There's a trillion dollars installed in the global data center infrastructure based on the general purpose computing method of the last era. Companies are now racing to deploy accelerated computing for the generative AI era. Over the next decade, most of the world's data centers will be accelerated. We are significantly increasing our supply to meet their surging demand.
全球数据中心基于上一时代的通用计算方法已安装了数万亿美元,而现在企业正在竞相推出用于生成人工智能时代的加速计算。在未来十年内,大部分世界的数据中心都将进行加速。我们正在显著增加我们的供应,以满足它们激增的需求。

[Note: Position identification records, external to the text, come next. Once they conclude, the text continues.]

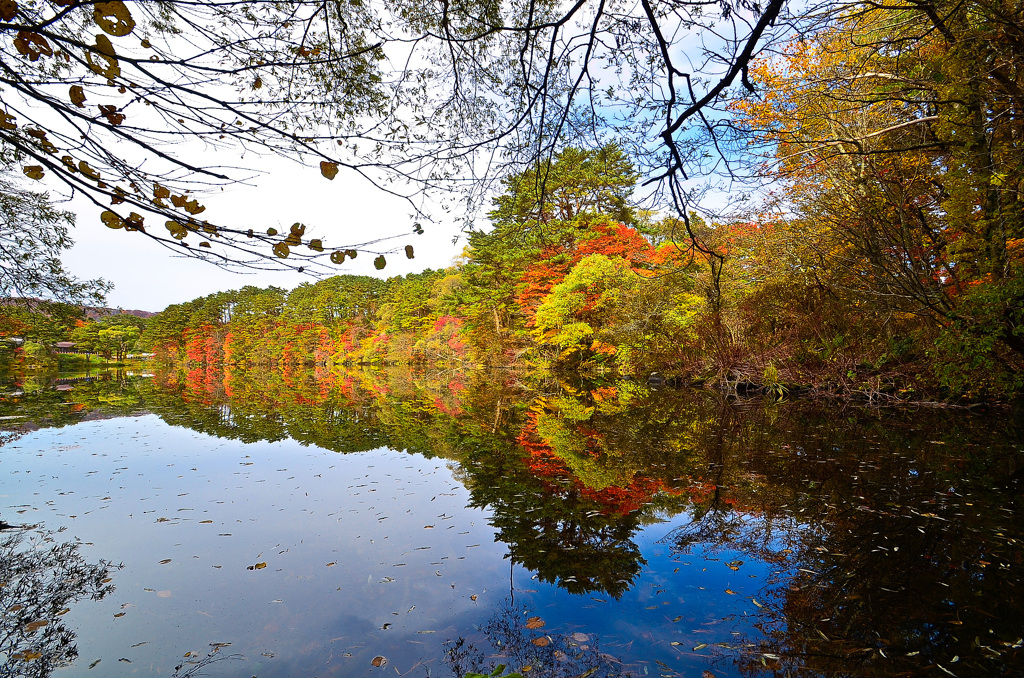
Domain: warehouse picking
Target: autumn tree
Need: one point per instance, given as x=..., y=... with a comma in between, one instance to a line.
x=424, y=95
x=896, y=133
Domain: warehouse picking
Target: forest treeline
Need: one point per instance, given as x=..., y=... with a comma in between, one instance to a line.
x=570, y=278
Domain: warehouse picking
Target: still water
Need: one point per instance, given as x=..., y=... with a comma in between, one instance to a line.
x=390, y=522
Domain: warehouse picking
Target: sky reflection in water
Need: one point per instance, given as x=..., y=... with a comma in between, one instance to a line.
x=651, y=534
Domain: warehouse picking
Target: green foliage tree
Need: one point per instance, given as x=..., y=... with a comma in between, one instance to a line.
x=483, y=89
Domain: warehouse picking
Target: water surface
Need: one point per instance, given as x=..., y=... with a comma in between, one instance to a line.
x=316, y=524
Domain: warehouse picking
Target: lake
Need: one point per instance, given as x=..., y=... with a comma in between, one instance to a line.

Large language models can learn information encoded in many forms. Guided by large language models, generative AI models can generate amazing content. And with models to fine tune, guard rail, align to guiding principles and ground to ground the facts, generative AI is emerging from labs and is on its way to industrial applications.
大规模语言模型可以学习多种形式编码的信息。在大规模语言模型的指导下,生成型人工智能模型可以生成惊人的内容。而且通过针对模型进行微调、监管、对准指导原则和基于事实的根据,生成型人工智能正在从实验室中崛起,并朝着工业应用的方向发展。

As we scale with cloud and internet service providers, we are also building platforms for the world's largest enterprises. Whether within one of our CSP partners or on-prem with Dell Helix, whether on a leading enterprise platform like ServiceNow and Adobe or Bespoke with Nvidia AI foundations, we can help enterprises leverage their domain expertise and data to harness generative AI securely and safely.
随着云和互联网服务提供商的扩展,我们同时也在为世界最大型企业构建平台。无论是我们的CSP合作伙伴之一,还是在Dell Helix等地方,无论是在像ServiceNow和Adobe这样的领先企业平台上,还是在基于Nvidia AI的定制板上,我们都能帮助企业安全、安全地利用他们的领域专业知识和数据来利用生成AI。

We are ramping a wave of products in the coming quarters, including H100, our grace and grace hopper superchips and our Bluefield 3 and Spectrum 4 networking platform. They are all in production. They will help deliver data center scale computing that is also energy efficient and sustainable computing.
我们即将在未来几个季度推出一系列产品,包括我们的 H100、Grace 和 Grace Hopper 超级芯片和 Bluefield 3 和 Spectrum 4 网络平台。它们都正在生产中。它们将帮助提供数据中心规模的计算,同时也是能源高效和可持续的计算。

Join us next week at Computex and we'll show you once next.
下周加入我们参加Computex展会,我们会向你展示最新的技术。

Thank you. This concludes today's conference call. You may now. Thank you.
谢谢大家参加今天的电话会议。现在你们可以离开了。谢谢。